23.04.2010 Maternal deaths – Groups presssure Lancet editor to delay publication of maternal mortality research
23.04.2010 Maternal deaths – Groups presssure Lancet editor to delay publication of maternal mortality research
23rd April 2010
Maternal deaths – Groups presssure Lancet editor to delay publication of maternal mortality research
Lancet, a leading medical journal, has just published a new study of international maternal mortality rates, which finds that the World Bank, the WHO and UNICEF statistics for maternal mortality were over 100,000 too high due to reporting and methodological problems.
But in a corrupt and brazen, and thankfully, unsuccessful, attempt to subordinate science to politics, ‘advocacy groups’ lobbied the editor of Lancet, Dr Richard Horton to delay the publication of the new study until after upcoming meetings of the UN Commission on Population and Development, the Women Deliver Conference and the next UN Assembly, which are scheduled to discuss maternal mortality.

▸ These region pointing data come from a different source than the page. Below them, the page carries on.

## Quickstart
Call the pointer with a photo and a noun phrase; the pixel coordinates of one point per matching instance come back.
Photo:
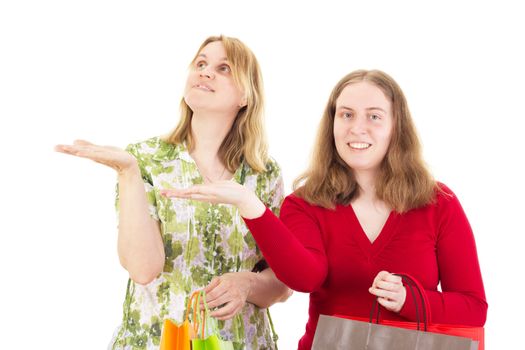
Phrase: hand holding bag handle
(411, 284)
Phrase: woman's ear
(244, 102)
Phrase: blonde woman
(172, 247)
(366, 207)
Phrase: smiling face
(363, 126)
(210, 86)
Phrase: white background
(112, 72)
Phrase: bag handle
(412, 284)
(200, 315)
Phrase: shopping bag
(207, 337)
(339, 333)
(354, 333)
(178, 336)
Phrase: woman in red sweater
(366, 208)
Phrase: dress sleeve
(292, 245)
(143, 161)
(462, 298)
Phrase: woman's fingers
(227, 311)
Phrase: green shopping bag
(208, 337)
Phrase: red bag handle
(412, 284)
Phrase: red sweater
(327, 254)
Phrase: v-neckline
(382, 238)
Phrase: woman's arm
(462, 299)
(229, 292)
(291, 246)
(140, 246)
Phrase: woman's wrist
(251, 207)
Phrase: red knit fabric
(327, 254)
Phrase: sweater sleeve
(292, 245)
(462, 297)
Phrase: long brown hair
(246, 138)
(403, 181)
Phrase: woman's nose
(206, 72)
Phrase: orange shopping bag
(178, 337)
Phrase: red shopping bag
(474, 333)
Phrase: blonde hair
(247, 137)
(403, 181)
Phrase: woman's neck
(366, 181)
(208, 132)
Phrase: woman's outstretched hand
(110, 156)
(390, 291)
(226, 192)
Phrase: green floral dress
(201, 240)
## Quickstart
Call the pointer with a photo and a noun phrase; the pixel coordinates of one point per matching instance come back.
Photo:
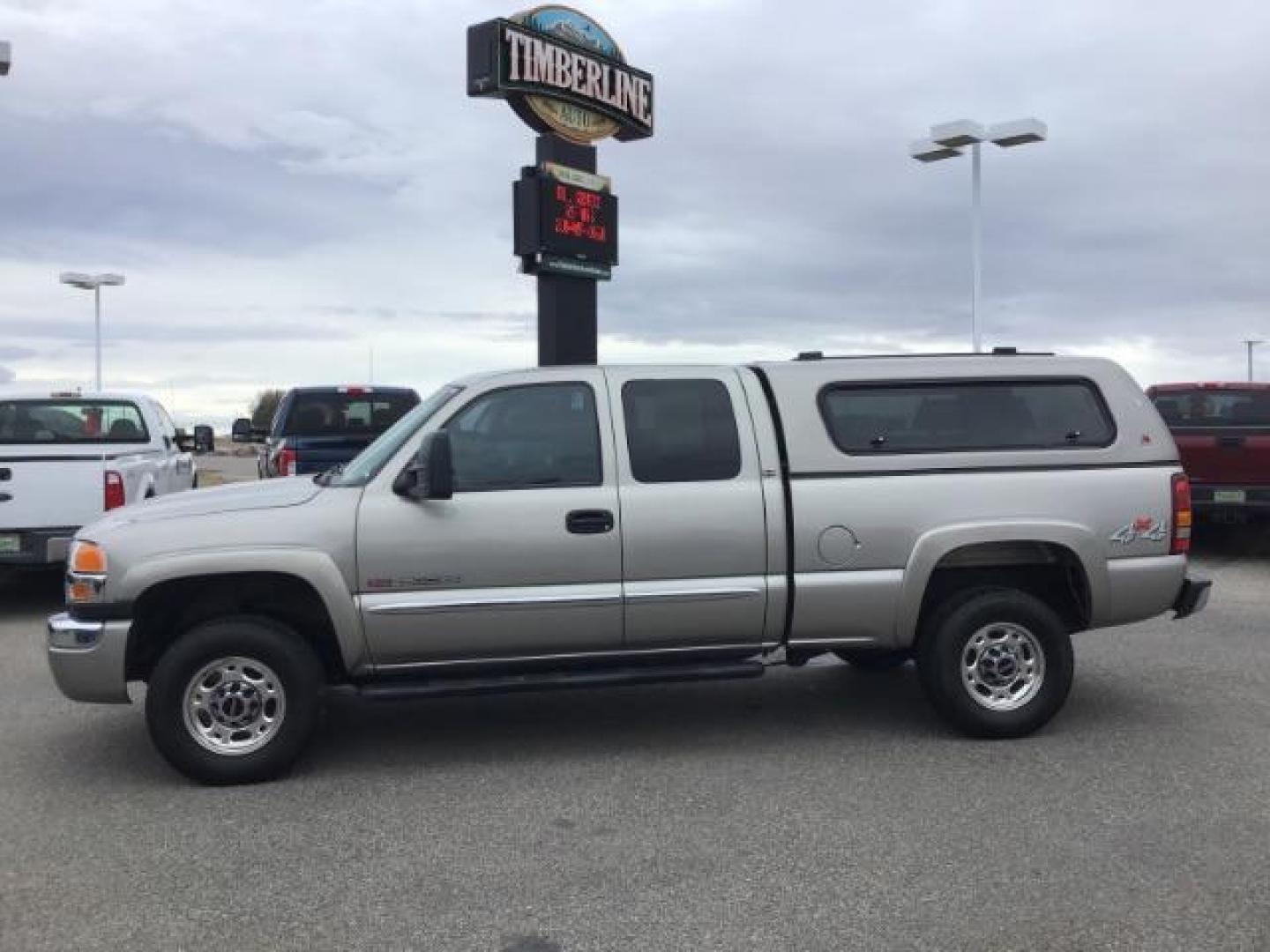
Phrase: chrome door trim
(573, 657)
(692, 594)
(467, 600)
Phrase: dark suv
(318, 428)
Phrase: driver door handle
(588, 522)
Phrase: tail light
(1183, 516)
(113, 490)
(285, 460)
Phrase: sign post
(568, 80)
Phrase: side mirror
(430, 475)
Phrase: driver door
(525, 560)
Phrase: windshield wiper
(325, 476)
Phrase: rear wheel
(234, 701)
(996, 663)
(874, 660)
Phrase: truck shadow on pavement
(31, 589)
(831, 704)
(1232, 542)
(828, 711)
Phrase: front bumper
(1192, 597)
(88, 659)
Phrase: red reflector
(113, 490)
(1183, 516)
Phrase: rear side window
(334, 414)
(71, 421)
(966, 417)
(681, 430)
(1214, 407)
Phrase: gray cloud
(344, 185)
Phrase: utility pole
(1251, 344)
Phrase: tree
(263, 407)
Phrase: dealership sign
(565, 222)
(563, 74)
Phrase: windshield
(1214, 407)
(371, 460)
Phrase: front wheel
(234, 701)
(996, 663)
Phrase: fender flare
(934, 546)
(308, 565)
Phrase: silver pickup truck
(594, 525)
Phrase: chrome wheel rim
(1002, 666)
(234, 706)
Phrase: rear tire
(874, 660)
(996, 663)
(234, 701)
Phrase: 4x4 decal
(1145, 527)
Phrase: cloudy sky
(291, 185)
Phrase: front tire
(234, 701)
(996, 663)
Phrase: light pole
(94, 283)
(1251, 344)
(946, 141)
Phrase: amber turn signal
(86, 559)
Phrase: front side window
(333, 414)
(681, 430)
(966, 417)
(71, 421)
(531, 437)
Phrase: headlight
(86, 573)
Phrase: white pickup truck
(66, 458)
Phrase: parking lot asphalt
(818, 809)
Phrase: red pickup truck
(1223, 435)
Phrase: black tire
(280, 655)
(952, 686)
(874, 660)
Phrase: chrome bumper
(1192, 597)
(86, 659)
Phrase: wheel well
(168, 609)
(1047, 570)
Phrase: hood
(235, 498)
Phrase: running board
(557, 680)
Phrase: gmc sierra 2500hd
(589, 525)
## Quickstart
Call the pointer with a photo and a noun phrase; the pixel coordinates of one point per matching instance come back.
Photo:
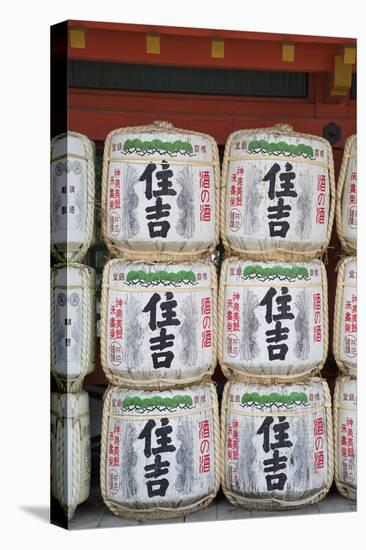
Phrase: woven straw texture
(344, 367)
(158, 512)
(274, 504)
(345, 490)
(150, 253)
(87, 365)
(277, 253)
(154, 383)
(245, 377)
(78, 253)
(70, 495)
(348, 246)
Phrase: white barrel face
(277, 192)
(70, 448)
(349, 197)
(161, 447)
(275, 441)
(69, 192)
(348, 325)
(346, 433)
(273, 317)
(161, 192)
(160, 320)
(72, 340)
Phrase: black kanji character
(281, 436)
(278, 229)
(167, 311)
(287, 184)
(147, 177)
(271, 177)
(162, 360)
(162, 341)
(276, 481)
(146, 434)
(275, 463)
(159, 210)
(277, 352)
(162, 438)
(277, 334)
(161, 487)
(164, 182)
(157, 468)
(279, 210)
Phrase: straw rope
(120, 249)
(344, 367)
(159, 512)
(153, 383)
(237, 372)
(272, 503)
(348, 246)
(68, 497)
(345, 489)
(78, 254)
(275, 253)
(68, 383)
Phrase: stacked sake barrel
(276, 221)
(160, 452)
(345, 327)
(72, 316)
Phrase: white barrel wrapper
(345, 317)
(349, 195)
(72, 324)
(275, 444)
(159, 321)
(72, 195)
(345, 436)
(277, 191)
(159, 449)
(70, 449)
(160, 195)
(273, 319)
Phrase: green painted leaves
(160, 277)
(156, 401)
(280, 148)
(276, 271)
(158, 146)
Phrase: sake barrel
(72, 195)
(158, 322)
(346, 212)
(345, 436)
(70, 449)
(160, 451)
(273, 319)
(277, 443)
(277, 194)
(72, 324)
(160, 192)
(345, 317)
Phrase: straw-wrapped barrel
(158, 322)
(72, 324)
(160, 453)
(277, 444)
(345, 317)
(160, 192)
(273, 319)
(346, 211)
(278, 194)
(345, 436)
(70, 449)
(72, 195)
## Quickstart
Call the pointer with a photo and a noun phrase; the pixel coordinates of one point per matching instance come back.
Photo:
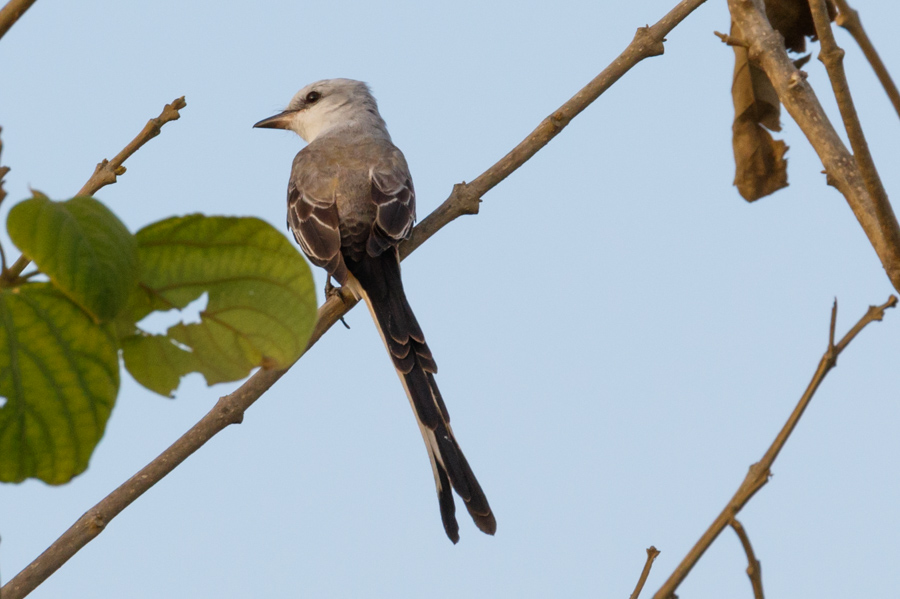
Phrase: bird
(351, 202)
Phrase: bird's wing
(395, 201)
(313, 216)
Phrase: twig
(652, 552)
(647, 42)
(767, 50)
(230, 409)
(848, 18)
(3, 171)
(754, 568)
(832, 57)
(759, 472)
(105, 172)
(10, 13)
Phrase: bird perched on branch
(350, 203)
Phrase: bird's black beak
(279, 121)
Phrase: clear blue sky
(619, 334)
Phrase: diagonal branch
(759, 472)
(767, 49)
(848, 18)
(832, 57)
(647, 42)
(10, 13)
(106, 171)
(754, 568)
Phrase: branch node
(96, 523)
(731, 40)
(649, 44)
(797, 78)
(467, 201)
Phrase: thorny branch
(848, 18)
(106, 171)
(759, 472)
(766, 48)
(754, 568)
(647, 42)
(833, 58)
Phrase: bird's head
(327, 105)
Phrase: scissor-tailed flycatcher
(350, 203)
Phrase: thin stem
(848, 18)
(106, 171)
(10, 13)
(229, 409)
(754, 568)
(759, 472)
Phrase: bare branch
(754, 568)
(464, 199)
(647, 42)
(652, 552)
(10, 13)
(106, 171)
(832, 57)
(848, 18)
(3, 171)
(759, 472)
(767, 49)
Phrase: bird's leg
(330, 291)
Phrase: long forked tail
(382, 288)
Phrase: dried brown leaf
(759, 158)
(793, 19)
(760, 167)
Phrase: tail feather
(382, 288)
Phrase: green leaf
(59, 374)
(80, 244)
(261, 302)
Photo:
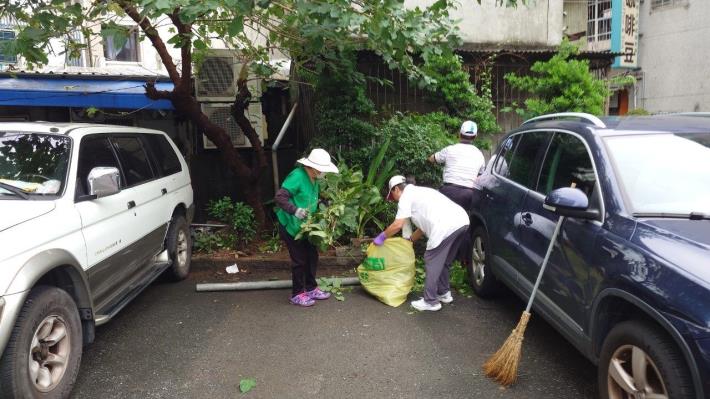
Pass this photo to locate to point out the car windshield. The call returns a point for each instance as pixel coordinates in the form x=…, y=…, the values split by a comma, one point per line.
x=663, y=174
x=32, y=164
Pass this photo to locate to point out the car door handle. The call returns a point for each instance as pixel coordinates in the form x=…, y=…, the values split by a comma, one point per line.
x=527, y=218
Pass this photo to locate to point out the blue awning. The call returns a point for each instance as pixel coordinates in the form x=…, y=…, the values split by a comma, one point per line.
x=80, y=93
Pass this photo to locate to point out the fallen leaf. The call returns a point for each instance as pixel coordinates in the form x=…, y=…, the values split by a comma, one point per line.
x=247, y=385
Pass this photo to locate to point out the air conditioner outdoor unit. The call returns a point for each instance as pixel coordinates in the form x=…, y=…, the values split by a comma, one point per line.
x=217, y=76
x=221, y=115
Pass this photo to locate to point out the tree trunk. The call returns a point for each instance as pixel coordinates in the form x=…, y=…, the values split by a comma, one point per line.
x=186, y=104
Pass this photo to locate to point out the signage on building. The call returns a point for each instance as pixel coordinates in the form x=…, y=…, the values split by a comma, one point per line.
x=624, y=32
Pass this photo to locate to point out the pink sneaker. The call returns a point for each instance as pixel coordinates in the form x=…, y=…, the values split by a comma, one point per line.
x=317, y=293
x=302, y=299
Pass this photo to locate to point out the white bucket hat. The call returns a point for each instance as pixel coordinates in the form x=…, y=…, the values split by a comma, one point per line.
x=394, y=181
x=319, y=159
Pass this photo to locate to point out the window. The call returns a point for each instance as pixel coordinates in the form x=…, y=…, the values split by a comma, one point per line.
x=74, y=59
x=524, y=160
x=114, y=51
x=134, y=160
x=567, y=161
x=6, y=36
x=598, y=20
x=666, y=3
x=95, y=151
x=502, y=159
x=165, y=157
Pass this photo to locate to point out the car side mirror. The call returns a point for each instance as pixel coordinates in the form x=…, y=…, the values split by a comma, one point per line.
x=570, y=202
x=103, y=181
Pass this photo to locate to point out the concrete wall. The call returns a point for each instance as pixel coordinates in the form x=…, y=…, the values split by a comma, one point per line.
x=673, y=55
x=538, y=23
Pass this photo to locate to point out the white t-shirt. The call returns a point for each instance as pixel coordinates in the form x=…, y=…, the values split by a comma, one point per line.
x=462, y=163
x=431, y=211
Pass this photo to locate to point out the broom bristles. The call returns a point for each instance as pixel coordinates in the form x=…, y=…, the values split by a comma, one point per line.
x=502, y=366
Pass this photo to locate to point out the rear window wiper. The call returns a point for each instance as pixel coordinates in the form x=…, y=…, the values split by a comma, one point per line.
x=691, y=215
x=14, y=190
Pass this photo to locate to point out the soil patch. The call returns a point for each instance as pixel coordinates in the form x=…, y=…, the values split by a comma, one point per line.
x=210, y=268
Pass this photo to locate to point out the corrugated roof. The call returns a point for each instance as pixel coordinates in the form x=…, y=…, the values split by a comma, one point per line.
x=485, y=48
x=123, y=71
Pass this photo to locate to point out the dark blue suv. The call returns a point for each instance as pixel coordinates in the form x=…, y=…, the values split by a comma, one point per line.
x=628, y=281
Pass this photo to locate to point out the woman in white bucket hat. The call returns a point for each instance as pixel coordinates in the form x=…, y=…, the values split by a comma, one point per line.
x=297, y=197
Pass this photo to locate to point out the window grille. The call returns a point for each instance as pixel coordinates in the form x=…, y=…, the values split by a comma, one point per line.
x=666, y=3
x=6, y=36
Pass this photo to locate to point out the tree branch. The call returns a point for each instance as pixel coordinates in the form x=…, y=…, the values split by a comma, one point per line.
x=185, y=31
x=154, y=38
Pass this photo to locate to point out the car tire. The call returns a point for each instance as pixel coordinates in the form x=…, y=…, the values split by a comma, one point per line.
x=179, y=248
x=41, y=359
x=480, y=277
x=661, y=366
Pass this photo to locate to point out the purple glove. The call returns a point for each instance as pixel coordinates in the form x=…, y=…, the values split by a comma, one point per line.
x=380, y=239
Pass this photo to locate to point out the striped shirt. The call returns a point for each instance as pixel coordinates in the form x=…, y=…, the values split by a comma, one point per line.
x=462, y=163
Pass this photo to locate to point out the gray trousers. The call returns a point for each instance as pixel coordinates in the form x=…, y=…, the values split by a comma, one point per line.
x=437, y=262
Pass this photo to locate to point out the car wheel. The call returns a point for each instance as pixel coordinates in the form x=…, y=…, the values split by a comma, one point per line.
x=42, y=357
x=639, y=361
x=480, y=278
x=179, y=248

What’s bugging these ‘advocates’? Dr Donna Harrison, President of the American Academy of Pro-Life Obstetricians and Gynaecologists, said of the new Lancet article:
"The study uses the best statistical methods currently available and clearly demonstrates that worldwide legalization of abortion is unnecessary to bring about significant decreases in maternal mortality. The American Academy of Pro-Life Obstetricians and Gynaecologists encourages the UN member nations to continue to develop even better statistical information by improving the identification of maternal mortality causality, especially induced abortion related mortality, which is most often underreported or misreported".
Where the UN bodies have been pushing for ‘safe’ and ‘legal’ abortion as the key to bringing improving maternal mortality rates, the new Lancet article does not. It found key causal factors improving maternal mortality – falling pregnancy rates in some countries, higher per capita income, higher education rates for women, and increasing availability of basic medical care, and in particular, ‘skilled birth attendants’.